Rowan students awarded fellowship in France

Rowan students awarded fellowship in France


A seven-month immersion experience in France may sound like the stuff dreams are made of, but for outstanding Rowan seniors Amy Ribinsky and Kaitlyn Gaffney, it’s about to become a reality.

The students in the Thomas N. Bantivoglio Honors Concentration in the Honors College were two of just 1,500 students across the entire United States to be selected for the prestigious Teaching Assistant Program in France (TAPIF) fellowship program. From October 2019 through April 2020, Gaffney and Ribinsky will be living and working abroad, teaching English to elementary and secondary school students while immersing themselves in French language and culture.

A lifelong love of French language and culture

Ribinsky (at right), 22, from Medford, double-majored in Communication Studies and International Studies. Though she minored in French during her college career, she has known the language much longer. “I have loved learning French since I was little,” she says, “and I am looking forward to immersing myself in the French culture and sharing my own culture with my students.” She will be teaching students in Toulouse, a region in the South of France.

For Ribinsky, who anticipates graduating summa cum laude this month, this new chapter of her life perfectly ties together her past experiences and her goals for a bright future. “I have been teaching ESL for the past year with my internship at Literacy New Jersey and have absolutely fallen in love with it,” she says. “I can't wait to expand on that foundation next year before pursuing a career in study abroad or working at a university.”
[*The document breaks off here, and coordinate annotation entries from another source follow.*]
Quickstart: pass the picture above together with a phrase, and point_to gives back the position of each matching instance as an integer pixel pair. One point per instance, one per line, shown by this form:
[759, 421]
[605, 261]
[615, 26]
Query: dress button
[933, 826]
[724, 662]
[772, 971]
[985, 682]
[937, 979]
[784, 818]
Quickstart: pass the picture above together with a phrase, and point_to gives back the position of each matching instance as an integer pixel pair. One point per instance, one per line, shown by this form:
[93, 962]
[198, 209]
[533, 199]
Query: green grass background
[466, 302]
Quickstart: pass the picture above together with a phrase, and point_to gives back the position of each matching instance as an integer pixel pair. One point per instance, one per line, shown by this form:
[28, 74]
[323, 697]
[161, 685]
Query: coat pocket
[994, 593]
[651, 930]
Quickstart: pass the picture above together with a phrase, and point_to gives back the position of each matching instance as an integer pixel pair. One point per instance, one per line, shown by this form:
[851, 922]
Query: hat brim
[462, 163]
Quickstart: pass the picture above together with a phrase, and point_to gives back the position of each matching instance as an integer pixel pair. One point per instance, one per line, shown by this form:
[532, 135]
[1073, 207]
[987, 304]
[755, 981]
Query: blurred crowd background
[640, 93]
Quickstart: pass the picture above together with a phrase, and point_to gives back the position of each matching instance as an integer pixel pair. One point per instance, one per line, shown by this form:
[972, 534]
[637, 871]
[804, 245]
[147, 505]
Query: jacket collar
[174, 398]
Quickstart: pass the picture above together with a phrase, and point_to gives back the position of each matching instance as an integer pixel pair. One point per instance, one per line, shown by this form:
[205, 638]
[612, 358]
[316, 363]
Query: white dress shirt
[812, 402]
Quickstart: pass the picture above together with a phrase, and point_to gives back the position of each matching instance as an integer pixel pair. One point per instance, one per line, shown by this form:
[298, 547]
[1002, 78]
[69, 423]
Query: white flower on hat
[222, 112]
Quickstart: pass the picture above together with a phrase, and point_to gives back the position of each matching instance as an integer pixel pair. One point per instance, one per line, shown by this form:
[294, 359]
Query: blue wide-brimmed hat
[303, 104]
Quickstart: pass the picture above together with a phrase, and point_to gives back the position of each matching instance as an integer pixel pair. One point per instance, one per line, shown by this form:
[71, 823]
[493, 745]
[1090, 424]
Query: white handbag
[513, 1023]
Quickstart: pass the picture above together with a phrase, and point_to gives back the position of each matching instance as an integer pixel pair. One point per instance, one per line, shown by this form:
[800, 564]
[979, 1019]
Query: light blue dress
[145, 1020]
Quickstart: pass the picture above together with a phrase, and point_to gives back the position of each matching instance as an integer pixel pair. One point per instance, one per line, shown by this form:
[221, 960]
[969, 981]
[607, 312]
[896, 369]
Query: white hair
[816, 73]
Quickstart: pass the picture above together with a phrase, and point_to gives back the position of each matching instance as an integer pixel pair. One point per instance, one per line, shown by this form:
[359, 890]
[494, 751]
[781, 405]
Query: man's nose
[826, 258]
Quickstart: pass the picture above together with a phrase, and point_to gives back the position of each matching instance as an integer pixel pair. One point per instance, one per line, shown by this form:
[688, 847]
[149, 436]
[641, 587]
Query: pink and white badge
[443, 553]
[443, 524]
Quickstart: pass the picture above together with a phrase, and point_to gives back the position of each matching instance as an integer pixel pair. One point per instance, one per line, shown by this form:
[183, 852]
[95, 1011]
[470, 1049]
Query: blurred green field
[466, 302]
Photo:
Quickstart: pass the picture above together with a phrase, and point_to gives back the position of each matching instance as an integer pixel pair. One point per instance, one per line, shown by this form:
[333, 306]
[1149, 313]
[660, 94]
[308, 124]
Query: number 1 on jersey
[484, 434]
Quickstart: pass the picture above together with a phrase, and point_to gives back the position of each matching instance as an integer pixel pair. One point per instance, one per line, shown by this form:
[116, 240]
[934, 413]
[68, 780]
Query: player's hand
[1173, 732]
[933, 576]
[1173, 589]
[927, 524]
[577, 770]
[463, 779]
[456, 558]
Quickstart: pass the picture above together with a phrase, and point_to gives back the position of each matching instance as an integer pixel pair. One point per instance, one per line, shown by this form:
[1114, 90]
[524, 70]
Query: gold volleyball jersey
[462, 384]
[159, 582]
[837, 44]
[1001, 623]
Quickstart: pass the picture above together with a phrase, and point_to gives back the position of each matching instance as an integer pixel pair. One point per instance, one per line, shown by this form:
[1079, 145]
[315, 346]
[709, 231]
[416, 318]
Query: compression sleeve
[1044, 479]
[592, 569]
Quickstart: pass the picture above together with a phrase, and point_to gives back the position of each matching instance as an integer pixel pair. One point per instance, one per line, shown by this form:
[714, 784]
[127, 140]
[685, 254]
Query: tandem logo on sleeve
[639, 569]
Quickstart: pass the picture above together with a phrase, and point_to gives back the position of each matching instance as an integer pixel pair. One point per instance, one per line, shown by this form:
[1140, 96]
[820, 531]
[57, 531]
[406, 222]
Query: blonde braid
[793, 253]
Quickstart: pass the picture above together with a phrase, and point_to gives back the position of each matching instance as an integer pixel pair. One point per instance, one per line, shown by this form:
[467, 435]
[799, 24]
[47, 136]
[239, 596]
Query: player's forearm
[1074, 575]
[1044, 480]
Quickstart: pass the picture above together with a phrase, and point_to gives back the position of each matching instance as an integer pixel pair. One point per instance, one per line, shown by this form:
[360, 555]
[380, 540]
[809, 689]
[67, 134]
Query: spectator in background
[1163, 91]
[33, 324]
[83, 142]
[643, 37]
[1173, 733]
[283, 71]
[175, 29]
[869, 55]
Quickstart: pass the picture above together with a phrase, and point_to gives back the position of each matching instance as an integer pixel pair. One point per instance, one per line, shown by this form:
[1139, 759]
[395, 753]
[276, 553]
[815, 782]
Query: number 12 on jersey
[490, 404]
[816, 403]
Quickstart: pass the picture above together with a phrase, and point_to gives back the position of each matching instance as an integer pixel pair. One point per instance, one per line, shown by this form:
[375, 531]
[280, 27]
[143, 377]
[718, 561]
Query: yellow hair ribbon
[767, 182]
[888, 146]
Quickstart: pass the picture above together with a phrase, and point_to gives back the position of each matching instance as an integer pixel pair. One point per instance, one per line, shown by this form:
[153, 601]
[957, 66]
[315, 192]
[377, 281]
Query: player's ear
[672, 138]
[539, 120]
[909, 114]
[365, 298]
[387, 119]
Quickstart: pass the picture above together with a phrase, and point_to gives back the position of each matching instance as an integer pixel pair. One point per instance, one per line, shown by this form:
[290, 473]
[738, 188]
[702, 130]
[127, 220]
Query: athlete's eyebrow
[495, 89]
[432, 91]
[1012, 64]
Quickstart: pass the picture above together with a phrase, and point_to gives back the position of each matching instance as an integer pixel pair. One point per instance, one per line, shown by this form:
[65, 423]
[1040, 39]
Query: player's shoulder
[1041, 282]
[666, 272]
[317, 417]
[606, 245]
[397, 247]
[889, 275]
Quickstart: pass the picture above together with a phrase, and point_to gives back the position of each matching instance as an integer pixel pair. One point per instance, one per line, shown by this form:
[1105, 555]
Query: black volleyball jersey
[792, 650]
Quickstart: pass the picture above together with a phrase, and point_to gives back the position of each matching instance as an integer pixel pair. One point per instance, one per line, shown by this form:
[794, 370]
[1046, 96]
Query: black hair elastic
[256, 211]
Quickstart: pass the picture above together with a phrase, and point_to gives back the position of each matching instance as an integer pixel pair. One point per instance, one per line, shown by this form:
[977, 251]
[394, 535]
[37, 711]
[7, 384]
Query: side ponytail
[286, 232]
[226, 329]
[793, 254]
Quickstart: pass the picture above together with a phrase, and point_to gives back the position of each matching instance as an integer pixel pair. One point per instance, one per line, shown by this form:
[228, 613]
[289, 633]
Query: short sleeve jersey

Sharing a passion for language and communication

Gaffney (at right), 21, from Denville, is a senior Writing Arts major with minors in French, English, International Studies and Creative Writing. Her work assignment will include teaching in up to three secondary schools in l'Académie de Lille in Northern France. While the French language is clearly one passion of Gaffney’s, it’s a larger love for language and communication that drew her to her field of study and this opportunity.

“I have always been fascinated by the study and practice of communication,” Gaffney says. “I love that the field can be approached and explored in so many ways – creatively, professionally, globally. In this way, I have always most dearly enjoyed my studies in communication, writing and foreign languages.”

For Gaffney, the trip will be a welcome return to the beautiful country. “I learned about TAPIF when I was studying abroad in Paris and immediately recognized the fellowship as a perfect opportunity to share my passion by helping French students access another language—in essence, another method of communication—and another population of the world with whom communicating is possible.”

Gaffney will draw from the encouragement and exceptional caliber of education she received at Rowan from the Writing Arts and French Studies departments as she teaches her own students. She hopes to “contribute, in some small way, to the quality and accessibility of language education for young people.”

What is TAPIF?

Being chosen for TAPIF is a win-win opportunity. For the French elementary and secondary schools to which Ribinsky, Gaffney and other participants are assigned, bringing in native speakers strengthens foreign-language education programs. The educators have a once-in-a-lifetime opportunity to immerse themselves in French culture and polish their own French language skills.

Ribinsky, Gaffney and their fellow American educators aren’t alone in their efforts. TAPIF is the American cohort of the international Assistants de langue en France program, managed by the Cultural Services of the French Embassy in the United States in conjunction with the French Ministry of Education. Part of the Centre international d'études pédagogiques, or CIEP, this program operates in 60 countries across the globe, bringing 4,500 young people to France and French-speaking territories French Guiana, Guadeloupe, Martinique and Réunion to teach 15 different languages to students.